Nothing brings memories back for me like the smell of a fresh picked apple. My Gramma Ruby had an orchard in Laytonville. As kids we would have apple fights in the orchard. It would be a free-for-all fight, and anyone caught in the open would get hit with a rotten apple. The hard part was finding an apple without yellow-jacket wasps on it. The wasps in the orchard were kept down with a wasp trap. My grampa Bill made a yellow-jacket trap out of an upside down glass gallon jar with a screen cone in it. The jar was suspended over a piece of chicken liver and a chunk of apple. The wasps have a stage of their life were they eat fruit, and then they have to have meat for breeding. So the wasps that didn't go for the fruit, went for the meat. The jar and the bait was hung over a pan of soapy water. The wasps would get their fill of the bait, and try to fly away. If they hit the screen, they would climb up into the top of the screen funnel and into the jar, where they never came out again. Wasps always climb upward. The Wasps that made little pigggies of themselves, and were too heavy to fly, fell into the soapy water and drowned. Few yellow jackets made it out of grampa's yellow-jacket trap.
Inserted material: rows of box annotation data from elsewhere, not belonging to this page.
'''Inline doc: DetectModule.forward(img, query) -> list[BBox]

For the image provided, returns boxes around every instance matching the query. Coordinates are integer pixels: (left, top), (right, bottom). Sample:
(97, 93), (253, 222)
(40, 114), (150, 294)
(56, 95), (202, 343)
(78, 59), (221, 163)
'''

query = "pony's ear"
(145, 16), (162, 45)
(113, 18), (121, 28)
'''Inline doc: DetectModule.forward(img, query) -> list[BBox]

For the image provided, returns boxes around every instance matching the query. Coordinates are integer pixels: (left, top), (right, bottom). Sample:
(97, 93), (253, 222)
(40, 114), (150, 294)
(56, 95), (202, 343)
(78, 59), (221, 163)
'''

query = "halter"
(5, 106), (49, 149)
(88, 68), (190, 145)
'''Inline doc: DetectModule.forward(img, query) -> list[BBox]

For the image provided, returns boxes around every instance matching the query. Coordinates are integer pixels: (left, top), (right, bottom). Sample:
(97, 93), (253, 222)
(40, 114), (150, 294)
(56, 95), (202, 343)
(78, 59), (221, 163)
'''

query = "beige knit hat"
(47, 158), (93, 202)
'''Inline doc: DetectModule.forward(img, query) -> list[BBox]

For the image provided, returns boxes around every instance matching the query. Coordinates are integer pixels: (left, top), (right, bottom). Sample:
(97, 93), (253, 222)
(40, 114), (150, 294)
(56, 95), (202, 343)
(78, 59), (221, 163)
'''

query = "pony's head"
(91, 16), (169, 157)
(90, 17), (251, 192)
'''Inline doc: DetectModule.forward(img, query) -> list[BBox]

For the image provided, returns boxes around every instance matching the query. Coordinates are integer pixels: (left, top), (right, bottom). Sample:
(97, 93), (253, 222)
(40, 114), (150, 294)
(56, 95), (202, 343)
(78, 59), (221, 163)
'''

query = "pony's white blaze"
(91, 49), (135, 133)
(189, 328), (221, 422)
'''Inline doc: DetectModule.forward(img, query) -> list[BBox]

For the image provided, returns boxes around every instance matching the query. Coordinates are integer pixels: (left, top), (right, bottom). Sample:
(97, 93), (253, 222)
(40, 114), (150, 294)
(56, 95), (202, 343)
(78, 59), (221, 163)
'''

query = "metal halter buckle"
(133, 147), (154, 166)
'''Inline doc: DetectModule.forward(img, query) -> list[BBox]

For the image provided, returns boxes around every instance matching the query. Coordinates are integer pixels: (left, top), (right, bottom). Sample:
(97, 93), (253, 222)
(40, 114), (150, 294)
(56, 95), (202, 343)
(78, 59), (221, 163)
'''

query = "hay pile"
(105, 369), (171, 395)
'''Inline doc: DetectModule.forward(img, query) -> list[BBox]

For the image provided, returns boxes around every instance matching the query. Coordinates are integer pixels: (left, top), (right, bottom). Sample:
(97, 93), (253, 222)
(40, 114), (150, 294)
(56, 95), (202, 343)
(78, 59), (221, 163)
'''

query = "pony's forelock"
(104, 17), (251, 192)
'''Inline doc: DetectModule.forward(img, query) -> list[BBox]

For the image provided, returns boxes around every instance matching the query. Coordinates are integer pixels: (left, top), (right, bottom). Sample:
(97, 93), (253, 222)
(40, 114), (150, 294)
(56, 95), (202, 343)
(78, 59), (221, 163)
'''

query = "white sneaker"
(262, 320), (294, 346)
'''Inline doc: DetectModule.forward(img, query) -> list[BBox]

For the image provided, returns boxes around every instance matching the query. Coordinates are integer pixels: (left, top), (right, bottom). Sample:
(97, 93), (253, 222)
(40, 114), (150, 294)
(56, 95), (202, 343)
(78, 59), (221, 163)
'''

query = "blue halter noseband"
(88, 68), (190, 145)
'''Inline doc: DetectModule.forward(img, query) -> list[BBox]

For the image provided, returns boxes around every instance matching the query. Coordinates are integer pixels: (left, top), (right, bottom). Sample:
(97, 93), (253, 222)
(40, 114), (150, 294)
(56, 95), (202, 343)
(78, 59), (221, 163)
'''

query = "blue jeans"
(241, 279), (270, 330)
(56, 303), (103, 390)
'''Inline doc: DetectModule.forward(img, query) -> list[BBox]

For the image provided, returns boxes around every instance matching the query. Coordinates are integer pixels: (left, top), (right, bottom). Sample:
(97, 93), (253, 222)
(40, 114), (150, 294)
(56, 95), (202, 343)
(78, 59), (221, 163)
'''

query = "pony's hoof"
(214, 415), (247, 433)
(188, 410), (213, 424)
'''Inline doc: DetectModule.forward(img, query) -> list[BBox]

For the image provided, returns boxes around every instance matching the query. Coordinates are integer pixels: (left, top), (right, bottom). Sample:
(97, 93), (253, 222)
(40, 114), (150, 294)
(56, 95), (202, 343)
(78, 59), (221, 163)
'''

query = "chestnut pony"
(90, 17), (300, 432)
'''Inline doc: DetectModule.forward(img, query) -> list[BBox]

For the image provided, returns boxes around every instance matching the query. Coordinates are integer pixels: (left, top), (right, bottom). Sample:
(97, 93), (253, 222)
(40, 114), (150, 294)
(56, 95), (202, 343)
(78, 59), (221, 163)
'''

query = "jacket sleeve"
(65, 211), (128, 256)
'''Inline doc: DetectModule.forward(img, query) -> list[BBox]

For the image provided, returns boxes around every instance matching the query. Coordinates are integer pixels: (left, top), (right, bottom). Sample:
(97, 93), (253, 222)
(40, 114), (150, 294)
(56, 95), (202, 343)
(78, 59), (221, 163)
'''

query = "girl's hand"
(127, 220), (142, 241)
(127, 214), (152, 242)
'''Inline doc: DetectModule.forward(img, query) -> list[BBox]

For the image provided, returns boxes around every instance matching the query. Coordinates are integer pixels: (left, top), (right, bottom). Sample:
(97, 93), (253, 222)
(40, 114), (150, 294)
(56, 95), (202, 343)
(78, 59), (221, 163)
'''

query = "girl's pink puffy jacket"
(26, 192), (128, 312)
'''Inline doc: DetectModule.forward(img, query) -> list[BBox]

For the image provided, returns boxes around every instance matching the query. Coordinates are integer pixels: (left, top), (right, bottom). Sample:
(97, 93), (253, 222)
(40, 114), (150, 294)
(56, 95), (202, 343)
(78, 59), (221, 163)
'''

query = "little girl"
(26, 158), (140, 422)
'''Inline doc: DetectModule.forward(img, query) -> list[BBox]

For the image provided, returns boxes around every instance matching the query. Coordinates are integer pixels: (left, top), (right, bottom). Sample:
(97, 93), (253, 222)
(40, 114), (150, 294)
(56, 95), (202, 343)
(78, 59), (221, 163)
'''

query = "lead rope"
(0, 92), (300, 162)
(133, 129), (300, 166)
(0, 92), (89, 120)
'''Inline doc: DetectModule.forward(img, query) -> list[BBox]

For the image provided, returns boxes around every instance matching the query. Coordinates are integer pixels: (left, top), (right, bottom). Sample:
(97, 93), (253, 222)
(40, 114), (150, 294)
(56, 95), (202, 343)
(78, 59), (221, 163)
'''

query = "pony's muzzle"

My grandmother would catch us fighting with apples and would chew us out for wasting good food, with; “the kids in China are starving while you kids waste apples”. Apparently, China was the place that kids starved to death back then. Our line would be; “but we are only throwing the rotten ones”. Then she would give us all a milk pail, and have us pick up the good apples before they rotted. It seems like no matter what we kids would be doing for fun, the adults would turn it into productive energy. We would have to clean and make the good apples into cider. We would clean them in a wash tub full of water. We would take turns “bobbing for apples” while we cleaned them. It made no difference what we did back then, it always degenerated into some kind of a game or a contest. For you city kids, the trick is to hold your mouth up to the apple and suck in your breath like a vacuum cleaner to hold it to your lips while you remove it from the water. Everyone tries to bite them, but that never works. We “ranch kids” would always win the apple bobbing contest at the PTA fair every year. It’s strange that such a simple concept never occurred to the city kids. Of course, if you didn’t get a good seal on the apple you ran the risk of drowning, but that didn’t often happen. We were well practiced! My grandmother had an apple grinder and cider press, and all the kids had as much cider as we could drink.
We had one tree on the ranch that had particularly sweet apples. I don’t know what they were called, but it was one that Albert Etter from Ettersburg had developed. They were so sweet that when you cooled the cider, it would become thickened before it froze. Not as thick as honey, but as about as thick as pancake syrup. After it started to freeze we would stir it slowly as it set up, to keep the syrup from becoming grainy. Then we would scoop it over grandmas home-churned real vanilla ice cream, made from fresh cows cream, ranch eggs, and sugar. What a treat! Gramma used to take great pride in knowing that she provided all the ingredients for that special treat. Plus it kept a crop of mischievous kids out of trouble while they took turns turning the crank on the cream separator, the apple grinder, the cider press, and the ice-cream freezer.
Now, you can’t even get real cows cream, and most kids will never know how good something that you make yourself can be. Is it just me, or have we lost something? I think I’ll make a trip to The farmers market to buy some good homemade cider, it’s surely the last of a tradition! If you set it in a cool place and wait about a week until it's fizzy, You get the "adults only" version of apple cider, and it's even better.